The Dollar index, which measured against a basket of six major currencies had a strong start this year. It rallied about 4 percent in the first quarter but reversed most of such gains by the end of May. Investors and traders who sought safety in the US dollar earlier now turned their focus on returns that weighed down the sentiment of the US greenback.

Drawing from the US dollar’s weakness, the Euro gained momentum by strengthening about 4 percent so far in the second quarter. It is now one of the best-performing currencies this year. In the meantime, the European Central Bank raised its growth and inflation projections while pledging a steady flow of stimulus in the latest policy meeting.

A sharp rise in inflation expectations and an improved economic outlook assisted other commodity-related and emerging market currencies to hold their ground against the US greenback.

However, investors and traders are now closely tracking comments from the US Federal Reserve. Rumours that US Fed will start to taper its massive bond buying program and rising inflation numbers are restricting traders from taking big bets on gold. Meanwhile, the recent US report showed a shortfall in growth in employment creation, dispelling expectations for an early monetary tightening.

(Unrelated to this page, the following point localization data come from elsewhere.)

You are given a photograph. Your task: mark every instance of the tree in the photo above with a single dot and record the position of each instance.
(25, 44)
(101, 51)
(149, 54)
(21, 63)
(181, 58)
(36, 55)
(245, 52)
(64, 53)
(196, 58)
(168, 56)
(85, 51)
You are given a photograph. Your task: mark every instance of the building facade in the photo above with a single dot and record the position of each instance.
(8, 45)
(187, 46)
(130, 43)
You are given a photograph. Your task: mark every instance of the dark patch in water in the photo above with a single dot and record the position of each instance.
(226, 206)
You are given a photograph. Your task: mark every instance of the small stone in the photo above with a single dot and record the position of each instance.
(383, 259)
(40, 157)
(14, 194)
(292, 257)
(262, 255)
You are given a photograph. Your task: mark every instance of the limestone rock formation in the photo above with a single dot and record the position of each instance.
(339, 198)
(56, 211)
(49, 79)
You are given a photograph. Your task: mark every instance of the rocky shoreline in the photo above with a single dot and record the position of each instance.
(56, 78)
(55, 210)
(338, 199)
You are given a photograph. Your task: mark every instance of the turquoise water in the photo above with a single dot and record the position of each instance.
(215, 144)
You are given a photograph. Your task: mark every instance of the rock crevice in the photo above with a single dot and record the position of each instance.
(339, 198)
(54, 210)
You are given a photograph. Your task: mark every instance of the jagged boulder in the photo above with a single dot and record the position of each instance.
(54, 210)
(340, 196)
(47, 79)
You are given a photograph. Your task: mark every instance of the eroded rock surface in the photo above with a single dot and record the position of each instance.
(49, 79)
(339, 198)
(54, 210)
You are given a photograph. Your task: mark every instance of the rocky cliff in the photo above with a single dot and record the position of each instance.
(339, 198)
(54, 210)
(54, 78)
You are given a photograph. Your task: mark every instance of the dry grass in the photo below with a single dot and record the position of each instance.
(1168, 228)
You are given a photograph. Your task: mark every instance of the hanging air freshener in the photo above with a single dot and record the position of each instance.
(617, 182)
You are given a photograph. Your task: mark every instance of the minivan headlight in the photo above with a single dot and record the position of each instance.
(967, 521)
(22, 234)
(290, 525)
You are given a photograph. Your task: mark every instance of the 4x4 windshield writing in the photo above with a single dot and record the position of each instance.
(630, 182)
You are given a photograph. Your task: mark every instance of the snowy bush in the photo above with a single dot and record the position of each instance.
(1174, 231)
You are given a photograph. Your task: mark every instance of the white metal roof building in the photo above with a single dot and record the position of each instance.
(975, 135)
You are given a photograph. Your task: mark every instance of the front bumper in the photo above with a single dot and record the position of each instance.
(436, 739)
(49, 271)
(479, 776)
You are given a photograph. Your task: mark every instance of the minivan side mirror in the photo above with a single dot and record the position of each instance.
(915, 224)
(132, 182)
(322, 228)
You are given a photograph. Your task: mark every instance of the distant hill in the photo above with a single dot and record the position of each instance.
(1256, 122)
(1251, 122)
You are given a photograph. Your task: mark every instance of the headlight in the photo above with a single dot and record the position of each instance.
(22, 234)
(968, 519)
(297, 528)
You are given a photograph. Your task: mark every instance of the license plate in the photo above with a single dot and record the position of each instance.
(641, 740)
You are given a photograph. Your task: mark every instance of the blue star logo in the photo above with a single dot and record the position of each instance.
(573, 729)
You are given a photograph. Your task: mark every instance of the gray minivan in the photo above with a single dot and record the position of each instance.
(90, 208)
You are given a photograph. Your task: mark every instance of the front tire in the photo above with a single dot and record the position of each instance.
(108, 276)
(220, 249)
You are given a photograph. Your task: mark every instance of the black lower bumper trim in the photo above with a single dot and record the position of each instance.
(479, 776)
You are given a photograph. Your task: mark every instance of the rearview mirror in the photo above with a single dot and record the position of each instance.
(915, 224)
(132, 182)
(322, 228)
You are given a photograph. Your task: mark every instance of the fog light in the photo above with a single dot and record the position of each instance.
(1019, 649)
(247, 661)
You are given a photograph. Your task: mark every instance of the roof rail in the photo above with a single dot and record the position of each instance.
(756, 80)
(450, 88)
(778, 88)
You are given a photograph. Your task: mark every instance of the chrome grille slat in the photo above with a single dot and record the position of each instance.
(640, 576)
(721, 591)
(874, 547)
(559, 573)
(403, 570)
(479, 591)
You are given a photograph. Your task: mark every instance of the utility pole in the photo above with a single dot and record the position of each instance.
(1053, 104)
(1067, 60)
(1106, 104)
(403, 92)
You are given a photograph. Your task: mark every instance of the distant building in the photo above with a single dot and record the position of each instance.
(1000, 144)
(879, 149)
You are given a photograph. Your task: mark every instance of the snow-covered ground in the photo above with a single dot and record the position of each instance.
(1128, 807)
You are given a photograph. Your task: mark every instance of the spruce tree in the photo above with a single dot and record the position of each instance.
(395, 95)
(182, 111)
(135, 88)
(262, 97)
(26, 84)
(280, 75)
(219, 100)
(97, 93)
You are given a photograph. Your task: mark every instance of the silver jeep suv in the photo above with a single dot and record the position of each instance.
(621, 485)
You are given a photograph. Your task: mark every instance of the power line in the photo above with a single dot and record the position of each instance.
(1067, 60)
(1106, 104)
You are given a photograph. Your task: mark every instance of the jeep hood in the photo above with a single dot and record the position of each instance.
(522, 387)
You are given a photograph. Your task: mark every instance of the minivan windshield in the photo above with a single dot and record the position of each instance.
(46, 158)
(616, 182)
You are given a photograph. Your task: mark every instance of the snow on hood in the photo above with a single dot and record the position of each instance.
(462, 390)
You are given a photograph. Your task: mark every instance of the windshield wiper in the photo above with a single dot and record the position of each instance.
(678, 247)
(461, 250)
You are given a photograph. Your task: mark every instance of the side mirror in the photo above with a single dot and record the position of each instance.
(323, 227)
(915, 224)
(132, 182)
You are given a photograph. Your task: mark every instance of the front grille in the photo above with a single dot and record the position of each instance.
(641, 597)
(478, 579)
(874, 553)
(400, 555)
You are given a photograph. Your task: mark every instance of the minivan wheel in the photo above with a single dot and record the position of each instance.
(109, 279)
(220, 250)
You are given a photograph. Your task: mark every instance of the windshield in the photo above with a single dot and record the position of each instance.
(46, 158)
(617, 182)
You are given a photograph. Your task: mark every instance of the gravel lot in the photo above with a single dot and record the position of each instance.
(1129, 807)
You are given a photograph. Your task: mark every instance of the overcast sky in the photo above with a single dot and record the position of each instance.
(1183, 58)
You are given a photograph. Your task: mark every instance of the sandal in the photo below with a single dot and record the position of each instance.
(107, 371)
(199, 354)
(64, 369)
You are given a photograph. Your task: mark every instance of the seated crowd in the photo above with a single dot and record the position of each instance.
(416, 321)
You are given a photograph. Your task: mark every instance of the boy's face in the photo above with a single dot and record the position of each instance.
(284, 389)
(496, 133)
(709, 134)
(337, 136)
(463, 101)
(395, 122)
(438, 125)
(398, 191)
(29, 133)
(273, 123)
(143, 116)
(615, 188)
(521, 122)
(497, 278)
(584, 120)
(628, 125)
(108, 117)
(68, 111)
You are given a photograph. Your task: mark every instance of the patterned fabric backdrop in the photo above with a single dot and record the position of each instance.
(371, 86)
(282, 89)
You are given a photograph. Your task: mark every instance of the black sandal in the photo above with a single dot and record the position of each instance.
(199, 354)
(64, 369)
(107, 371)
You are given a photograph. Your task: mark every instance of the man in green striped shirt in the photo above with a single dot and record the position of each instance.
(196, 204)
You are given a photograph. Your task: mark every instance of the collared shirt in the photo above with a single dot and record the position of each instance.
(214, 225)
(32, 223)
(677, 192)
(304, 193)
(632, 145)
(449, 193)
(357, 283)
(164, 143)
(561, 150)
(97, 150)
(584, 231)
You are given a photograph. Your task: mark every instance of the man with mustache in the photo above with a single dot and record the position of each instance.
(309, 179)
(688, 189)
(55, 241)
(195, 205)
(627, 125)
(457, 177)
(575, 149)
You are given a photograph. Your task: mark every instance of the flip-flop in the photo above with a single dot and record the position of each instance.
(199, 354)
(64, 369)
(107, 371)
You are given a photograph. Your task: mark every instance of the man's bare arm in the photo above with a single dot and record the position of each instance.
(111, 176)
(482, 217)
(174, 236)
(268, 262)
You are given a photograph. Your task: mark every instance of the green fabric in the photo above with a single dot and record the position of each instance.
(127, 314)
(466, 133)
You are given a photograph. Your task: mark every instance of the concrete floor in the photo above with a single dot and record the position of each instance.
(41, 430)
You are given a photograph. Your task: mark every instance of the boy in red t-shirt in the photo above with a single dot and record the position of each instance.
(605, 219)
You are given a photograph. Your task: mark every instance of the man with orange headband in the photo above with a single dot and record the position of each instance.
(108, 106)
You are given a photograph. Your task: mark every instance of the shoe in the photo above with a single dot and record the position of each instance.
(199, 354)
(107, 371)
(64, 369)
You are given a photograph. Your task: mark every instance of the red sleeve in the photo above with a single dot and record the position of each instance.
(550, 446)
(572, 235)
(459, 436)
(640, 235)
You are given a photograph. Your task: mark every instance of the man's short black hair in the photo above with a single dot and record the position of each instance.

The US job growth is on the weaker side, indicating that the economy is still under recovery phase. As per the May labour data, monthly job numbers increased at a slower pace just adding 5,59,000 jobs. The supply constraints, rising inflation and labour shortages continue to hit the US job market. Many workers continue to remain at home due to government subsidies which discouraged them to find a job, which also weighed on the sentiment. At the same time, US consumer prices rose significantly in May. It posted a biggest annual increase in nearly 13 years as reopening of economy boosted demand for travel-related services.

Concerns over the second and third wave of Covid-19 due to delay in vaccination in some emerging markets continue to support gold’s appeal as a safe asset. The recent sharp rise in new virus cases in India, the second largest consumer of gold, is now under control but gold’s physical market activities are reported to be lacklustre.

The performance of the US dollar and the global economic outlook would be the trendsetter for gold. Due to the Federal Reserve’s accommodative policy stance, the near-term outlook of US dollar will be lacklustre, and the threat of inflation remains on the cards.

Anyhow, since its key fundamentals remain put pressure on prices, medium term outlook of gold likely to be choppy with limited upside. Signs of increased global economic optimism, performance of US dollar and steady global equities continue to weigh down the sentiment. Meanwhile, gold’s special appeals like inflation hedge asset, offering portfolio diversification and it is considered safe during currency devaluation likely to limit major liquidation in prices.